Re[2]: [XviD-devel] motion estimation for B/P/I decision

Marco Al xvid-devel@xvid.org
Sat, 21 Sep 2002 16:56:56 +0200


Marc FD wrote:

> i will try to understand it now. it's seems dumb,
> but i understand C better than english ;)
> when i would have understood how it works, i would
> ASM-optimise it. any hint for that ?

Well, for the calculation of the accumulated sum you might want to accumulate
along the columns first and then sum the results along the scanline for the
total accumulated sum at a pixel (I did it the other way round).
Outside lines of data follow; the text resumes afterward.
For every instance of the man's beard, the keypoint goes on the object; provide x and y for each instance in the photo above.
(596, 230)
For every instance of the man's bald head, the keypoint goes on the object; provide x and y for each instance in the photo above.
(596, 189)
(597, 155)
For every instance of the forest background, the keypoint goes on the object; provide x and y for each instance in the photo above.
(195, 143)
Because the
final summation is inherently serial it is best that goes along the scanline
instead of the bit you can parallelize.

Also it might be possible to keep all of the accumulated sum tables in cache, by
having several inner loops between which you switch every X scanlines (so first
you update and use them as normal, then after a while you switch and you start
overwriting the values which you wont be needing anymore anyway, pity x86 doesnt
support circular buffers would make this almost trivial). This means you cant
perform the Q calculation after the accumulation of course, they would have to
be intermingled ... nasty :)

If that cannot work (because caches are too small to contain all the data)
because bandwith is so important you might even want to calculate the
accumulated sum twice, you can make do with only 2 scanlines of storage per
table (instead of 9 for the above method). If you calculate Q you are only using
2 scanlines from the accumulated sum tables, so you would calculate those ...
calculate Qs for the entire scanline ... then update the accumulated sums in
those scanlines. This would mean twice as much work for calculating the
accumulated sums, but it might be worth it.

Of course throw some prefetches in where applicable, not all of us have palos
and P4s as some of XviD's assembly hackers seem to assume ;) (those have
hardware prefetch, my duron doesnt :()

> BTW, can i use this implementation (or a modified one)
> for avisynth? it would be cool for our Compare filter.

I dont mind, give credit (and a link) to Zhou Wang though, he asks for that on
his site.

BTW I have this nagging suspicion the metric can break down on mostly flat
surfaces ... but Ill have to think about it and maybe experiment a bit.

Marco